Christ Church Magazine, May 2012

Our children’s holiday club after Easter was called ‘On Your Marks.’ It had a sporting theme as we looked at how Jesus invites us onto his team. We wore a team strip, we decorated the church buildings with flags and banners, we did daily warm-ups and even had an eternal flame burning! At the Olympic Games a torch is used to light the cauldron so that the eternal flame burns throughout the contest. The symbol of the eternal flame has of course got classic origins: it celebrates the theft of fire from the Greek god Zeus by Prometheus.

An eternal flame features in ancient Israelite history. A seven branched candelabra was to burn continuously in the Tabernacle set up by Moses in the desert: “The fire on the altar must be kept burning; it must not go out. Every morning the priest is to add firewood and arrange the burnt offering on the fire and burn the fat of the fellowship offerings on it. The fire must be kept burning on the altar continuously; it must not go out” (Leviticus 6v12-13). It was later located in the Jerusalem Temple and, beyond its destruction in AD 70, modern Judaism continued the tradition by having a sanctuary lamp always lit above the ark in the synagogue. The fire seems to have represented the continual worship of God, the ongoing dedication of the worshipper and a reminder of the worshipper’s constant need of atonement for their sin.

In the New Testament the continual presence of God with His people is assured: the blood of Christ ensures our atonement with God. But this promise carries with it the responsibility to ensure that we keep the divine fire burning within our lives. The Apostle Paul instructs the church: “do not put out the Spirit’s fire” (I Thess 5v16). It also speaks of our ongoing need for atonement, but that “he [i.e. Christ] always lives to make intercession for us” (Heb 7v25). What wonderful truths!
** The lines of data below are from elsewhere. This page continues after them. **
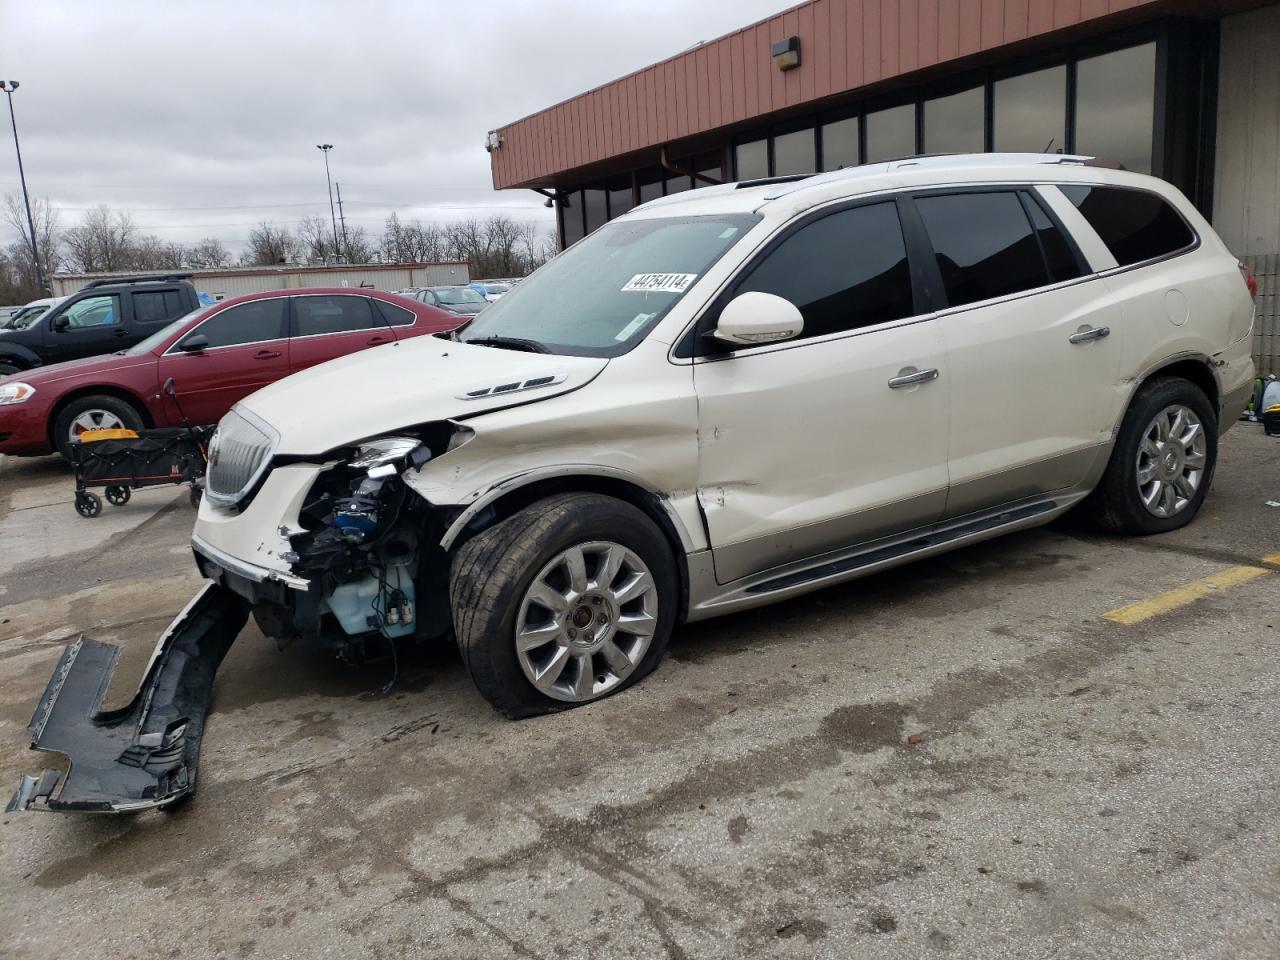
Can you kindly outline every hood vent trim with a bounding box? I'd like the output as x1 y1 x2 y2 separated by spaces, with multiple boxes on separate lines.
456 373 567 401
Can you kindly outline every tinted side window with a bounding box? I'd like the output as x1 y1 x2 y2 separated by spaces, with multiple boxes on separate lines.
186 299 286 349
294 296 375 336
374 301 416 327
916 192 1050 307
1059 185 1195 266
1023 194 1084 283
734 202 915 341
132 290 185 324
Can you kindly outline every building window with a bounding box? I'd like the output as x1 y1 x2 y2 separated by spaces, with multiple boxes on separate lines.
865 104 916 162
583 188 608 234
638 168 663 205
735 139 768 180
607 177 633 218
561 191 585 247
993 65 1066 154
1074 43 1157 174
695 152 723 188
821 116 860 170
773 128 816 175
923 86 984 154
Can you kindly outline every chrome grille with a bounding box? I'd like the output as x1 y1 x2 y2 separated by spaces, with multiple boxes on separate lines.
205 407 278 507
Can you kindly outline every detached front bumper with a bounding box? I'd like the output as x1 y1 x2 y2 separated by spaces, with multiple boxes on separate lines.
7 584 249 814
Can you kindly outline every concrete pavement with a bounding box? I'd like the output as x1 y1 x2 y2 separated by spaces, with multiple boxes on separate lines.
1 427 1278 959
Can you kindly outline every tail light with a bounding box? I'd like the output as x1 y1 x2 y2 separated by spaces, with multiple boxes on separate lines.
1239 261 1258 298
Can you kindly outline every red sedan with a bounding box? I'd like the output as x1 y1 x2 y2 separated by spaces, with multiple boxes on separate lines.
0 288 461 459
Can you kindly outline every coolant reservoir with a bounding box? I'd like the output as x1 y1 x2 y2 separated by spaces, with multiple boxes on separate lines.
324 564 416 639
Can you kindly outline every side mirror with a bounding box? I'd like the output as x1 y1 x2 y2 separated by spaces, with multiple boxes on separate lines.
178 334 208 353
51 315 70 332
713 292 804 346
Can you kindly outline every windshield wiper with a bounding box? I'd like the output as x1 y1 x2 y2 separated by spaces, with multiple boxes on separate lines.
463 335 550 354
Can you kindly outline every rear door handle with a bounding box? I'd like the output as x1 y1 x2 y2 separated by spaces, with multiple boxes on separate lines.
367 336 391 346
888 368 940 389
253 349 282 360
1069 326 1110 344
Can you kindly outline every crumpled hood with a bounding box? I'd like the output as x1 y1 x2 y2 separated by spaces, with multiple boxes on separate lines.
238 335 608 454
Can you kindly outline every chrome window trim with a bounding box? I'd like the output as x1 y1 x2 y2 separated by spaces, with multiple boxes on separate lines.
163 299 289 356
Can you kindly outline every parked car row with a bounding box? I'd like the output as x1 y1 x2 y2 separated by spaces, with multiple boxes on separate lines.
0 288 458 459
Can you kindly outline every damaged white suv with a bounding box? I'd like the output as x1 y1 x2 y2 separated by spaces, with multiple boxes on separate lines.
10 154 1256 812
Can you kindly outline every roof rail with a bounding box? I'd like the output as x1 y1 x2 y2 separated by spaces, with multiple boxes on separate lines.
84 273 194 288
734 173 814 189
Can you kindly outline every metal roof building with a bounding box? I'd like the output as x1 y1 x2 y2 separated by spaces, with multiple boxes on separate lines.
487 0 1280 371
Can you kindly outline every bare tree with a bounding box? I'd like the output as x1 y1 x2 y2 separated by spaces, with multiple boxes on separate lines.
295 214 337 263
63 205 139 273
189 237 232 269
342 224 375 264
242 221 298 266
481 215 523 277
4 193 61 295
127 234 187 270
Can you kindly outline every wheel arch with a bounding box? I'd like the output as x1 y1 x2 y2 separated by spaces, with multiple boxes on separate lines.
0 344 40 371
48 385 155 447
439 469 694 621
1131 354 1221 417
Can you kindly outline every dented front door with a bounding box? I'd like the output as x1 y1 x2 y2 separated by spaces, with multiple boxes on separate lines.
690 198 950 585
693 319 950 584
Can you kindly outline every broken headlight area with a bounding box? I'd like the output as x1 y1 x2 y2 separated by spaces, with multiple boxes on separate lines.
263 435 456 659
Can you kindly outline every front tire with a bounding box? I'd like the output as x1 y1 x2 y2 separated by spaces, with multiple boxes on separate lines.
450 493 677 719
0 361 20 377
1090 376 1218 535
53 394 145 461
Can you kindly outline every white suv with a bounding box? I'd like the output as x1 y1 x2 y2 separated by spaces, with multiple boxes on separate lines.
195 155 1255 717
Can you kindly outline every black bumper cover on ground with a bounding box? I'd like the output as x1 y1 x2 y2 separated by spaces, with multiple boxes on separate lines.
6 584 248 813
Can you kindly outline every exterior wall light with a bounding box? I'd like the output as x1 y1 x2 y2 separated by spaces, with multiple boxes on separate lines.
485 130 503 152
772 36 800 71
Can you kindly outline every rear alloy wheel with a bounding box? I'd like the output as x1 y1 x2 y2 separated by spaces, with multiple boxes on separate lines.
1090 376 1218 535
450 493 677 718
53 395 145 461
1134 404 1208 519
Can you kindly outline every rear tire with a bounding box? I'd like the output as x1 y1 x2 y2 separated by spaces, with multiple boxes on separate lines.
53 394 145 461
450 493 677 719
1090 376 1218 535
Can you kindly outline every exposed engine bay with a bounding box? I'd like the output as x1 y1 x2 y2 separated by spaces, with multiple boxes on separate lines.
9 424 471 814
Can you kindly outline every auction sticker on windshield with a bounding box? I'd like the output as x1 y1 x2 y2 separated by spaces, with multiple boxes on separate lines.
622 273 697 294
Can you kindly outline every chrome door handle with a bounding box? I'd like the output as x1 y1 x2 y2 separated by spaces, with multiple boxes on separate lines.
888 368 940 389
1069 326 1110 344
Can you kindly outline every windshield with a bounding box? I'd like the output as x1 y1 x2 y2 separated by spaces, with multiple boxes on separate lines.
460 213 759 357
5 305 48 330
125 305 212 356
436 287 486 305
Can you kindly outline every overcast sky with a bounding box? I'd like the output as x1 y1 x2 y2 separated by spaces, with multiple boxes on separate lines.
0 0 786 256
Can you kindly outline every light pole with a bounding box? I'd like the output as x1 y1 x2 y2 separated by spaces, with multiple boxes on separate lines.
315 143 341 262
2 81 47 294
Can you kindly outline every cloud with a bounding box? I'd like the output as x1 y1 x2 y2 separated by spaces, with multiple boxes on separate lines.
0 0 786 255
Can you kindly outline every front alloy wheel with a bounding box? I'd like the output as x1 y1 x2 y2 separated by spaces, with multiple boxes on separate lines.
1135 404 1207 518
450 493 677 718
516 541 658 702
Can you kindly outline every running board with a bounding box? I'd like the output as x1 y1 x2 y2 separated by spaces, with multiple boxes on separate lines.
6 584 249 814
748 501 1059 594
685 496 1076 621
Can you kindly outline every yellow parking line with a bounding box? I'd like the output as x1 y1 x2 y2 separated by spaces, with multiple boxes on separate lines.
1103 564 1273 625
1262 552 1280 567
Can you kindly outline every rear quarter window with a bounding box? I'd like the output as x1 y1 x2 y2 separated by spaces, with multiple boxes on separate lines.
1059 185 1196 267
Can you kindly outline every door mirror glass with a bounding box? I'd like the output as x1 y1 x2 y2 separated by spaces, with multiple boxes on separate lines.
714 292 804 346
178 334 209 353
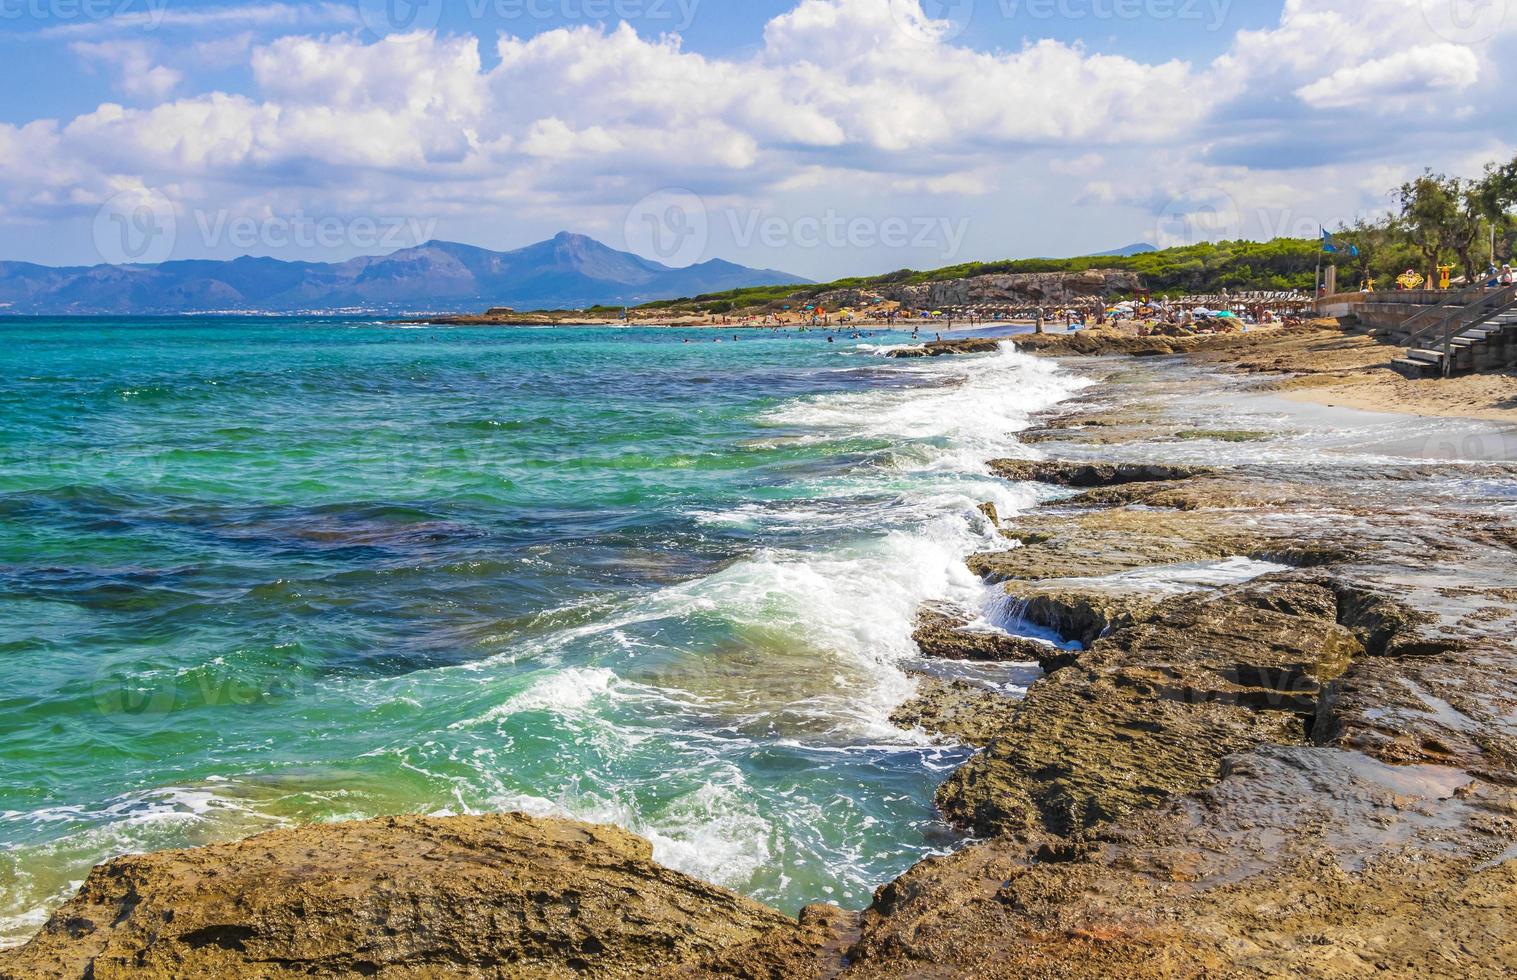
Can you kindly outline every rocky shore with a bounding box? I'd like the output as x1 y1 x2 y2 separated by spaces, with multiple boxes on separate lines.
884 337 1002 358
6 324 1516 978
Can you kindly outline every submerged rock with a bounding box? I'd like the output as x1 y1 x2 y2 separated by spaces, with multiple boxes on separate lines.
0 813 821 980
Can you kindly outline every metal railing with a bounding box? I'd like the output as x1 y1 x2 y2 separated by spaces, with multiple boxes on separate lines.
1398 287 1481 348
1429 284 1517 377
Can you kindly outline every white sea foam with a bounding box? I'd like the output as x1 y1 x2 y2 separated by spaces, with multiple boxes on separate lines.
487 773 773 890
477 667 619 720
762 343 1086 452
2 339 1092 943
672 343 1091 731
406 342 1090 897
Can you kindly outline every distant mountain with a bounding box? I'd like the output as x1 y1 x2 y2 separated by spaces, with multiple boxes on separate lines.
1087 242 1159 257
0 233 809 315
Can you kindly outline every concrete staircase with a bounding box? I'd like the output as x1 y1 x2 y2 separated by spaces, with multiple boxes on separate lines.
1369 286 1517 379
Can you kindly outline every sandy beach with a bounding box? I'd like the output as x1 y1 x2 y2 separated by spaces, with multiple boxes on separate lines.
1020 318 1517 424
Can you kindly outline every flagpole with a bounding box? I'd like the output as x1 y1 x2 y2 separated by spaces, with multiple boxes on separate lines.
1316 228 1324 301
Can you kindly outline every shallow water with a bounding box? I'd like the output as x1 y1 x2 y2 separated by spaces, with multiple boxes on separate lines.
0 318 1085 942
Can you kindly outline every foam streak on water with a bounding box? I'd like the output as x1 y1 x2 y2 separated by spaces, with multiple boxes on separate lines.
0 322 1085 941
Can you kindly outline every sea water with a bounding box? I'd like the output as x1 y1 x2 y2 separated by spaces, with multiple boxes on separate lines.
0 318 1087 943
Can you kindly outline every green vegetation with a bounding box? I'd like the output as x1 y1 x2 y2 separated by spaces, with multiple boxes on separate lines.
639 239 1326 314
638 152 1517 314
1337 154 1517 289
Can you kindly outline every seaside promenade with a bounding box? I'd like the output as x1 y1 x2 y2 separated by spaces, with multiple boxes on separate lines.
1317 286 1517 378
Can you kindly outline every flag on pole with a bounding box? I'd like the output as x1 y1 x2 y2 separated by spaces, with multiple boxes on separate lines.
1320 228 1337 253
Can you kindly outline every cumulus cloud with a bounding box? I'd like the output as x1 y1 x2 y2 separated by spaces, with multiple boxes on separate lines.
2 0 1516 271
70 39 183 99
1295 44 1480 109
8 4 1212 223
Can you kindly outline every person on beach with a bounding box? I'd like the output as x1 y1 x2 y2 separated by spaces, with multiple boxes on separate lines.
1502 264 1515 286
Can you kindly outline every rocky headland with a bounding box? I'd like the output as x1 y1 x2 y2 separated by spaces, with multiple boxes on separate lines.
813 270 1141 314
6 323 1516 978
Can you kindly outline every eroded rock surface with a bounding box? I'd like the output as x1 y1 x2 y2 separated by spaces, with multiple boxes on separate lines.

The hymn by Charles Wesley brings together these ideas:

O thou who camest from above
The pure celestial fire impart
Kindle a sacred flame of love
On the mean altar of my heart.

There let it for Thy glory burn
With inextinguishable blaze
And trembling to its source return
In humble prayer and fervent praise.

So, as we track the route of the eternal flame and it passes by our area on 30th May, perhaps it will serve as a reminder to Christians of the greater impact of ensuring that the Spirit’s flame is never quenched in our lives. We have the festival of Pentecost when the Holy Spirit was given to all of God’s people on the Sunday before the torch passes through our area. It is a timely reminder to live as the people God intends us to be: on continual worship of whole lives dedicated to Him.